Regardless of skin tone, it is important to protect the skin from the potential risks associated with increased UV exposure. UV has the potential to damage DNA, increase inflammation (burn) and increase signs of aging. Photo aging depletes antioxidants like Vitamin E and C while increasing free radicals that damage proteins like collagen and elastin and lipids that are required for skins laxity. As mentioned before, some exposure is healthy for vitamin D production, but the longer we are exposed the more likely we are to increase damage. Sunscreen can lengthen the amount of time we are able to withstand UV exposure before damage occurs by creating a reflective barrier on the surface of the skin, however some sunscreens are full of toxic chemicals that may actual increase skin damage. Allow your skin some exposure to the sun without sun screen, but for prolonged exposure, look for sunscreens that use Zinc Oxide, as it is not absorbed into the body and plant oils that naturally protect from UV such as: Raspberry seed, essential oil of carrot and coconut oil. Be cautious when using naturally protective oils however. They may not protect from all UV Rays, so for prolonged exposure covering the skin or zinc are your safer options. If you do burn, it is always important to treat the skin. Cool, rehydrate, and use nutrient rich botanicals such as aloe vera and nutrient rich plant oils to help heal the skin. A cool cloth or compress can be applied to the skin surface to help reduce inflammation. Replenish Hydrating Facial Tonic is an excellent after sun mist jam pack with antioxidants to heal the skin and help prevent photo damage.

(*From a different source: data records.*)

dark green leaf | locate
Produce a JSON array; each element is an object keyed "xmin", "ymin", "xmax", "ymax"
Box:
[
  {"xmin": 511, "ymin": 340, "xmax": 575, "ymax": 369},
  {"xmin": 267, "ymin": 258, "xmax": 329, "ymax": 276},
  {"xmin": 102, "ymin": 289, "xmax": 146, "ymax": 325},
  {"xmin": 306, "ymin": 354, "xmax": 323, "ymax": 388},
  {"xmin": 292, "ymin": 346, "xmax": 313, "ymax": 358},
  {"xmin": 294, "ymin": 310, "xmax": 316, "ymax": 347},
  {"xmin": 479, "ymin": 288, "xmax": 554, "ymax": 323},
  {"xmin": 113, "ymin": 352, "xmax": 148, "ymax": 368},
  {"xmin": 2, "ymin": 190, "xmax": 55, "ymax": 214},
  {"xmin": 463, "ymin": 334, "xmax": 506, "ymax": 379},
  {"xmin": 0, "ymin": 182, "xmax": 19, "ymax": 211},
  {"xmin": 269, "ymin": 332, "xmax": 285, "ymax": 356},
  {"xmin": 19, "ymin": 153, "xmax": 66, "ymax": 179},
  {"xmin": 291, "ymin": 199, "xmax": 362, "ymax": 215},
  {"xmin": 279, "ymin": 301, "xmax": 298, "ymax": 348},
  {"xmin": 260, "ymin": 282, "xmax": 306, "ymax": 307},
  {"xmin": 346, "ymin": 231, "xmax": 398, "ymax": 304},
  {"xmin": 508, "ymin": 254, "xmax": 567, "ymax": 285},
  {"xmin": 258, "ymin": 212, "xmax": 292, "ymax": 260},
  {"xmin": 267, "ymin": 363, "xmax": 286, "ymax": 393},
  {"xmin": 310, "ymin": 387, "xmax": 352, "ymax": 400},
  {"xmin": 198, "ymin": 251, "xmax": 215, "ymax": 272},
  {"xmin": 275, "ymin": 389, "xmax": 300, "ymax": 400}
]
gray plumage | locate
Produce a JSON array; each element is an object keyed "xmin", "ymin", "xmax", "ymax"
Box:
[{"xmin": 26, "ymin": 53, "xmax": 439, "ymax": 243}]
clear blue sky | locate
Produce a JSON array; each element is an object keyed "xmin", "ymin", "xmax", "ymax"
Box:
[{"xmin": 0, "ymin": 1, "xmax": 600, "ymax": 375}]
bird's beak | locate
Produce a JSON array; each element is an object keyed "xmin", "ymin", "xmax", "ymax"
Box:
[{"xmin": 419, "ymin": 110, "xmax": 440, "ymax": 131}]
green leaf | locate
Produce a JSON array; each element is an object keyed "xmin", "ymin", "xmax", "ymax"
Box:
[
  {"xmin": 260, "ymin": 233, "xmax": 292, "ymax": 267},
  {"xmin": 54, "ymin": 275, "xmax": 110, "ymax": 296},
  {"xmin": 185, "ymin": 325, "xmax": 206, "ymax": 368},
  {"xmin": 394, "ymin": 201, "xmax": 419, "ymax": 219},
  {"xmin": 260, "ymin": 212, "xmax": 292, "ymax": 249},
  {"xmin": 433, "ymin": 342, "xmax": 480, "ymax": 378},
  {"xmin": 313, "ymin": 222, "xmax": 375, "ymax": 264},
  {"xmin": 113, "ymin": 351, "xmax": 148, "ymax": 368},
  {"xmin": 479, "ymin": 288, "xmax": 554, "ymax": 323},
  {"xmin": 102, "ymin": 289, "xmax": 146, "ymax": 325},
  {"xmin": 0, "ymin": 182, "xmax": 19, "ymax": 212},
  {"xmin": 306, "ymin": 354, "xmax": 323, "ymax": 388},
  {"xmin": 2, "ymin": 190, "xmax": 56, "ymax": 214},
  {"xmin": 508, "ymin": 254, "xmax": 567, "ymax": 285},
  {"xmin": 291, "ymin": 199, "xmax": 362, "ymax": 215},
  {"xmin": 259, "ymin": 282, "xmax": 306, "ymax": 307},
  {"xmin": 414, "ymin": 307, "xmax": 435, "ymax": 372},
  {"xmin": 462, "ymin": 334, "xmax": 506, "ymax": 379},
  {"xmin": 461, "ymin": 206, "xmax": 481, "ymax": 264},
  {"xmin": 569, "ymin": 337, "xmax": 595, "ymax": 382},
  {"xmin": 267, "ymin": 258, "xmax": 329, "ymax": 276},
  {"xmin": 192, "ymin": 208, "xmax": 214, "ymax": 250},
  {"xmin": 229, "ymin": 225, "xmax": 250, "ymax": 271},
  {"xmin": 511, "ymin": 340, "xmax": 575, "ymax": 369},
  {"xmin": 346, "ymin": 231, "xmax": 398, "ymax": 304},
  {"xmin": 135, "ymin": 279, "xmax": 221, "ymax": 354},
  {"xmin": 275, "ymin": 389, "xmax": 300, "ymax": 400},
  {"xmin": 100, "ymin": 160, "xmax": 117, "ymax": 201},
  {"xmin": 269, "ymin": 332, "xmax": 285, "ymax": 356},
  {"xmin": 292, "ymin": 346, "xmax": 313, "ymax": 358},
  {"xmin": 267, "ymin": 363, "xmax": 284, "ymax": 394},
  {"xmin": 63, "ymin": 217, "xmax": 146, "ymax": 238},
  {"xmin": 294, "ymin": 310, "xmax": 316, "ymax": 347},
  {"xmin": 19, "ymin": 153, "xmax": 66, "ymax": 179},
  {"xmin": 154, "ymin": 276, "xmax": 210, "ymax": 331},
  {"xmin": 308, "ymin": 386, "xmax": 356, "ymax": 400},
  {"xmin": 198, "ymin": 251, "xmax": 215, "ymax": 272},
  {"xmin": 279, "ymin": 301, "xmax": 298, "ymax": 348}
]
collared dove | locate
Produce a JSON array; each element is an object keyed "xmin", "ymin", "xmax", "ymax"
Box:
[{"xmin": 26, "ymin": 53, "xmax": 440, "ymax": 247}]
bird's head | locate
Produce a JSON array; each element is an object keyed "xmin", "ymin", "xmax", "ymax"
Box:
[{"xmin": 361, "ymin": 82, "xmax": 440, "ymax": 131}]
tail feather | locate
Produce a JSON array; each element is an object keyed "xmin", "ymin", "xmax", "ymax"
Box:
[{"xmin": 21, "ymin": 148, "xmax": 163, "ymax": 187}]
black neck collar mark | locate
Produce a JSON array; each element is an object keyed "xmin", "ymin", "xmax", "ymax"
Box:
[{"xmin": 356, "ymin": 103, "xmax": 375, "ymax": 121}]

With the extra sunshine, comes more heat. The body has an amazing ability to cool itself with sweat; however, increased perspiration can lead to clogged pores and increased bacterial growth. Keep you skin cool and clean after sweating by splashing with cool water or mist with Remediation Detoxifying Facial Tonic. Remediation contains cooling essential oils and witch hazel, aloe vera, and cucumber extract for decreasing inflammation, anti oxidant rich green tea, and antibacterial essential oils and botanical extracts. It is also a great after shave for people who trend to get razor burn.

Lastly, keep the skin moisturized. Following sun exposure use a moisturizer that can help restore antioxidants and lipids to protect from dehydration and reverse photo damage. Twisted Sisters Skin Nutrition makes an assortment of healthy moisturizers full of micro-nutrients for balanced functional skin. Summer Body Whip contains avocado oil that is rich in Vitamins and high in oleic acid and contains omega 3 and 6. Other ingredients are coconut oil, shea butter, aloe vera butter, sunflower oil and jojoba. However, it contains citrus essential oils that can make the skin sensitive to the sun,so only apply this whip following sun exposure.